Indorama Ventures Plc (IVL)
- Net profit still possible in 3Q15 despite sharp fall
We estimate IVL's 3Q15 net profit at B240m, plunging 95.4%qoq. Although inventory loss would be as high as B1.3bn, the company's normalized earnings would remain strong as usual. In addition, there would be extraordinary profit of B141m from negative goodwill from acquisition of Cepsa PTA in Canada and B40m from Fx gain. However, excluding extraordinary items, IVL's normalized profit is estimated at B1.3bn, falling 16.4%qoq because of the following factors: 1) sales volume is expected to slip by 1.4%qoq to 1.79 million tons, and 2) 3Q15 EBITDA is projected to drop 4.1%qoq to US$92/ton. Overall, 9M15 net profit is estimated at B5.7bn, leaping 133.9%yoy and making up 89.9% of 2015 earnings forecast.

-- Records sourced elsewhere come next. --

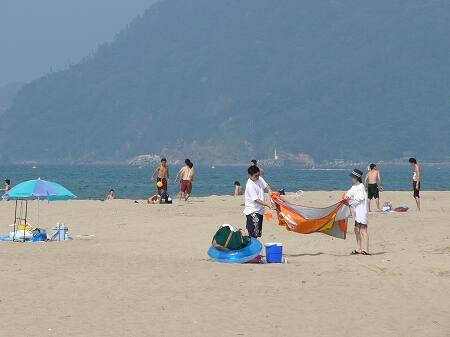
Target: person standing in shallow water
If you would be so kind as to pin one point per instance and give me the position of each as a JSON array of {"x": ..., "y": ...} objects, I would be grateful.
[
  {"x": 162, "y": 175},
  {"x": 373, "y": 185},
  {"x": 416, "y": 180},
  {"x": 255, "y": 202}
]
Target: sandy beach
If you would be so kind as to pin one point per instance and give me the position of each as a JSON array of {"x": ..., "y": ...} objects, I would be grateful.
[{"x": 146, "y": 272}]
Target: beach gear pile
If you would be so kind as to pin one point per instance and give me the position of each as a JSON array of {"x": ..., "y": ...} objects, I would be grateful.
[
  {"x": 162, "y": 198},
  {"x": 37, "y": 189},
  {"x": 331, "y": 220},
  {"x": 230, "y": 245}
]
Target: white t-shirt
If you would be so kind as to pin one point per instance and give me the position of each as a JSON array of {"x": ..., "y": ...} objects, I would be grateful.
[
  {"x": 358, "y": 202},
  {"x": 254, "y": 190}
]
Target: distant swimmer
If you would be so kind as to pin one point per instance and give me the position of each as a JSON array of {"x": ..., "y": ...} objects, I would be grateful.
[
  {"x": 417, "y": 173},
  {"x": 373, "y": 185},
  {"x": 7, "y": 186},
  {"x": 186, "y": 176},
  {"x": 162, "y": 175},
  {"x": 111, "y": 195},
  {"x": 254, "y": 162},
  {"x": 237, "y": 188}
]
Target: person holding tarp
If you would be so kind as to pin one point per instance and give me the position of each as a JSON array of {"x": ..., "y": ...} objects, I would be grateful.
[{"x": 357, "y": 199}]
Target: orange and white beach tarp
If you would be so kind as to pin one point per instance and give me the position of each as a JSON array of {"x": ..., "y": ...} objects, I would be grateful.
[{"x": 331, "y": 220}]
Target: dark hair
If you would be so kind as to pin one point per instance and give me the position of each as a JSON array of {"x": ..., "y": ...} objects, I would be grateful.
[{"x": 253, "y": 170}]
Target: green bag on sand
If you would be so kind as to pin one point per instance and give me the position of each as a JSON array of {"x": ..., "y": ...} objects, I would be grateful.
[{"x": 229, "y": 238}]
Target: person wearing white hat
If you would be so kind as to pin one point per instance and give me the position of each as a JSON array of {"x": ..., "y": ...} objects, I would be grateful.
[{"x": 357, "y": 199}]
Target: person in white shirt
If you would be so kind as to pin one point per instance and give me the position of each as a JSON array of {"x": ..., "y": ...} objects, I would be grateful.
[
  {"x": 357, "y": 199},
  {"x": 255, "y": 201}
]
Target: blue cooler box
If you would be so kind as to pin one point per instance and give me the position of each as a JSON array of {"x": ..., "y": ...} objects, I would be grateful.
[{"x": 274, "y": 252}]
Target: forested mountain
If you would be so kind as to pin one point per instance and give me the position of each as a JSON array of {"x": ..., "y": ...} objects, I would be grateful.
[
  {"x": 229, "y": 79},
  {"x": 7, "y": 94}
]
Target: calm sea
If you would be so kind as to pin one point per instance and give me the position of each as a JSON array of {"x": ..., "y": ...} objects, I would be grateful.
[{"x": 94, "y": 181}]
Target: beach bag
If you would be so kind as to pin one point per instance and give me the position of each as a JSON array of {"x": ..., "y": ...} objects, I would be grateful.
[{"x": 229, "y": 238}]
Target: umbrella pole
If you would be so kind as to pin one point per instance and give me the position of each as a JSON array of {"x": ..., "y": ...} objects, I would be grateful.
[
  {"x": 15, "y": 220},
  {"x": 25, "y": 225}
]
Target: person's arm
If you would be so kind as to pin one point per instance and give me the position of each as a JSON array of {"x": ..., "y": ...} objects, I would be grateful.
[
  {"x": 153, "y": 174},
  {"x": 268, "y": 190},
  {"x": 264, "y": 203},
  {"x": 177, "y": 178}
]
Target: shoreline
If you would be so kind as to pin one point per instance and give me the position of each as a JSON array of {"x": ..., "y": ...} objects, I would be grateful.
[{"x": 143, "y": 270}]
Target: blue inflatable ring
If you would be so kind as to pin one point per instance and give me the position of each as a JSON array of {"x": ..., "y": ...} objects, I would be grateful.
[{"x": 242, "y": 255}]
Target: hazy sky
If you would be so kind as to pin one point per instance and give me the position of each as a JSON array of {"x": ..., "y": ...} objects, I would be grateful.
[{"x": 38, "y": 34}]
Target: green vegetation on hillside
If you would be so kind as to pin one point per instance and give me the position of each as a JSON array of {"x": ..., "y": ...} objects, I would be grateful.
[{"x": 229, "y": 79}]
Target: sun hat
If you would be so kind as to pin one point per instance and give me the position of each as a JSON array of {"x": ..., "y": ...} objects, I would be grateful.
[{"x": 356, "y": 174}]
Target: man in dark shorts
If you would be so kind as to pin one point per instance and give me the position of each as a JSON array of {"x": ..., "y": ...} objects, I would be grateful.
[
  {"x": 373, "y": 185},
  {"x": 162, "y": 176},
  {"x": 416, "y": 180}
]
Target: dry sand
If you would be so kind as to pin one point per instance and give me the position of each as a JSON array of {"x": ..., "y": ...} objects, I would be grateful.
[{"x": 146, "y": 273}]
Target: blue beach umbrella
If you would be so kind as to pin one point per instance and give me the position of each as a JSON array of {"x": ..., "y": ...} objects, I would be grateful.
[{"x": 38, "y": 189}]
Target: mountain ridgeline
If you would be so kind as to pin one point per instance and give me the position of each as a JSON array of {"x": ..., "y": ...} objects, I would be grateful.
[{"x": 223, "y": 80}]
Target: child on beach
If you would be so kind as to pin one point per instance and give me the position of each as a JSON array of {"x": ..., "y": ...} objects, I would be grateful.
[
  {"x": 254, "y": 201},
  {"x": 416, "y": 180},
  {"x": 237, "y": 188},
  {"x": 357, "y": 199}
]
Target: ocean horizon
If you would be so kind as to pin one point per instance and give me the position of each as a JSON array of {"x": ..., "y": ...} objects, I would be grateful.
[{"x": 132, "y": 182}]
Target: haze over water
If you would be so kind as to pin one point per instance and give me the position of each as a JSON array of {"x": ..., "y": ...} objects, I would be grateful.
[{"x": 94, "y": 181}]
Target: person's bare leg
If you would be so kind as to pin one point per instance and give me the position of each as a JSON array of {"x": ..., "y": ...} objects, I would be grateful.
[
  {"x": 358, "y": 238},
  {"x": 377, "y": 200},
  {"x": 364, "y": 238}
]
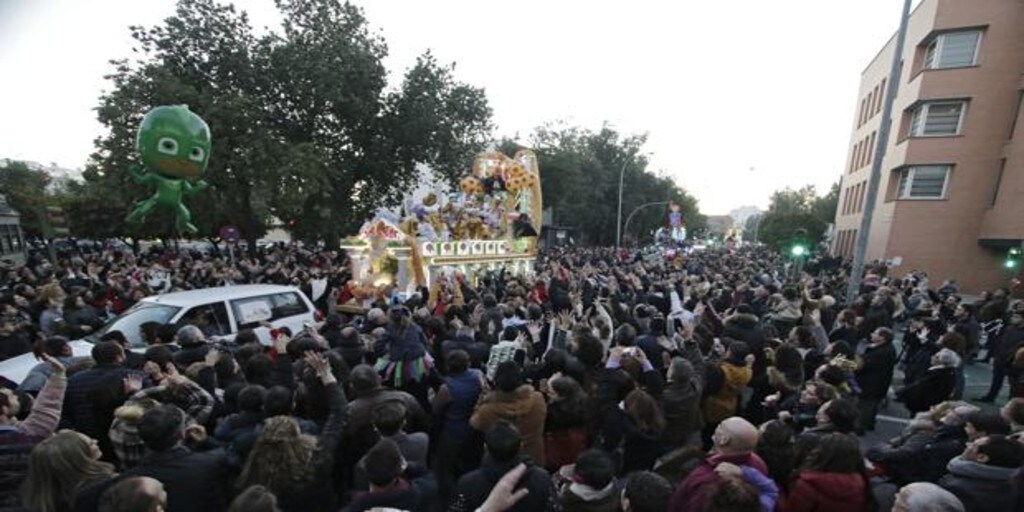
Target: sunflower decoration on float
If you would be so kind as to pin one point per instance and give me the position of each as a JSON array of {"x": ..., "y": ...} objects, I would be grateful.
[{"x": 471, "y": 185}]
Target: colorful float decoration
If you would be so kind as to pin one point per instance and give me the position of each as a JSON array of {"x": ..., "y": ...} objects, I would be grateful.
[{"x": 487, "y": 225}]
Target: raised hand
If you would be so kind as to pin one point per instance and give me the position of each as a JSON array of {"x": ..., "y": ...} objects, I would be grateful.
[
  {"x": 504, "y": 496},
  {"x": 55, "y": 365},
  {"x": 132, "y": 384}
]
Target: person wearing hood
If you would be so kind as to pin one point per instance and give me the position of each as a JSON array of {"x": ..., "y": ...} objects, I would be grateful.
[
  {"x": 1003, "y": 348},
  {"x": 744, "y": 326},
  {"x": 983, "y": 477},
  {"x": 934, "y": 386},
  {"x": 514, "y": 400},
  {"x": 725, "y": 383},
  {"x": 54, "y": 346},
  {"x": 681, "y": 403},
  {"x": 833, "y": 477},
  {"x": 876, "y": 375},
  {"x": 406, "y": 365},
  {"x": 465, "y": 340},
  {"x": 503, "y": 442},
  {"x": 591, "y": 484}
]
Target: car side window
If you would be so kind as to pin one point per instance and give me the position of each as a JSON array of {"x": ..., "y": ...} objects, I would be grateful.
[
  {"x": 211, "y": 318},
  {"x": 288, "y": 304},
  {"x": 250, "y": 311}
]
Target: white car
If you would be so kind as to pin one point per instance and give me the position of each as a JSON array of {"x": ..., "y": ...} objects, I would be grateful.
[{"x": 220, "y": 312}]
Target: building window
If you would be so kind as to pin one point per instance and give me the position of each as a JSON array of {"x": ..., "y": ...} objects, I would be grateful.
[
  {"x": 952, "y": 50},
  {"x": 925, "y": 181},
  {"x": 937, "y": 119},
  {"x": 998, "y": 180}
]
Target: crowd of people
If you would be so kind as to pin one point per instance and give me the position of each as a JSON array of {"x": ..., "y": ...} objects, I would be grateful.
[{"x": 605, "y": 381}]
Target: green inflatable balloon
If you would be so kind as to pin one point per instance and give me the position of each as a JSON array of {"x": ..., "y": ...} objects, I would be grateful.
[{"x": 174, "y": 145}]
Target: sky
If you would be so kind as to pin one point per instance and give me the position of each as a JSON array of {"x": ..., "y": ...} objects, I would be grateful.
[{"x": 738, "y": 97}]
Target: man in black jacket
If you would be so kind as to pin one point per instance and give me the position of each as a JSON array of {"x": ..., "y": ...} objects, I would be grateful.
[
  {"x": 82, "y": 387},
  {"x": 876, "y": 375},
  {"x": 1003, "y": 348},
  {"x": 503, "y": 442},
  {"x": 195, "y": 481}
]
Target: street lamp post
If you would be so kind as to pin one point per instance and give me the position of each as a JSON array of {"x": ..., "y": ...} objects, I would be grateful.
[
  {"x": 626, "y": 228},
  {"x": 873, "y": 180},
  {"x": 619, "y": 217}
]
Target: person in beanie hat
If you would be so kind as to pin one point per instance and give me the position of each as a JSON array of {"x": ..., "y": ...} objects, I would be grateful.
[{"x": 590, "y": 484}]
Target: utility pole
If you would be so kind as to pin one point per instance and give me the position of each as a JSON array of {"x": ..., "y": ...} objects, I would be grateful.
[
  {"x": 859, "y": 254},
  {"x": 619, "y": 217}
]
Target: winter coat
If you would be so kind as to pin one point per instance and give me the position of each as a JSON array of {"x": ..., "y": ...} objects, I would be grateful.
[
  {"x": 638, "y": 451},
  {"x": 933, "y": 387},
  {"x": 981, "y": 487},
  {"x": 929, "y": 463},
  {"x": 195, "y": 481},
  {"x": 580, "y": 498},
  {"x": 17, "y": 440},
  {"x": 359, "y": 433},
  {"x": 416, "y": 493},
  {"x": 565, "y": 433},
  {"x": 473, "y": 487},
  {"x": 898, "y": 456},
  {"x": 79, "y": 412},
  {"x": 876, "y": 373},
  {"x": 692, "y": 493},
  {"x": 748, "y": 329},
  {"x": 524, "y": 408},
  {"x": 813, "y": 491},
  {"x": 317, "y": 494},
  {"x": 681, "y": 403},
  {"x": 722, "y": 402}
]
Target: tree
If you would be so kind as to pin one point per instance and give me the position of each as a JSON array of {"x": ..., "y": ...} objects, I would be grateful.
[
  {"x": 801, "y": 209},
  {"x": 303, "y": 127}
]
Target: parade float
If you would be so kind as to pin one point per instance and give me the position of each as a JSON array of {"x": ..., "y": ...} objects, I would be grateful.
[{"x": 488, "y": 225}]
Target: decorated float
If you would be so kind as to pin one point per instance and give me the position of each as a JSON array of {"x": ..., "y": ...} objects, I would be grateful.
[{"x": 487, "y": 226}]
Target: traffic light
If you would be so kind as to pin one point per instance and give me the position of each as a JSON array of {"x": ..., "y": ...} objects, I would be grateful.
[
  {"x": 1013, "y": 258},
  {"x": 56, "y": 221}
]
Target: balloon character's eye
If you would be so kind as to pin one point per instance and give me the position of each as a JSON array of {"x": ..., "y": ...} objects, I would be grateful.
[
  {"x": 197, "y": 155},
  {"x": 167, "y": 145}
]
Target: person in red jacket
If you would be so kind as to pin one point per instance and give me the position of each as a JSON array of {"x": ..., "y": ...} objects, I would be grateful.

- Profit to grow in 4Q15, further in 2016
We maintain our 2015 earnings forecast, expecting 4Q15 profit to rebound as inventory loss would not be as high as 3Q15. Sales volume is projected to grow after MEG plant resumes work at its full capacity and PTTGC supplies Px raw material as usual. Spreads are expected to rebound from the lowest point in 3Q15, thus boosting 4Q15 EBITDA to US$93-95/ton. Overall, IVL's net profit is projected to jump 420%yoy in 2015 and grow 19.1%yoy in 2016 as sales volume is expected to rise by 7.1%yoy and EBITDA may improve to US$100/ton.
- Sector's top pick
2015 fair value (DCF) is B33. Despite unattractive dividend, its earnings are likely to make new highs in the next two or three years.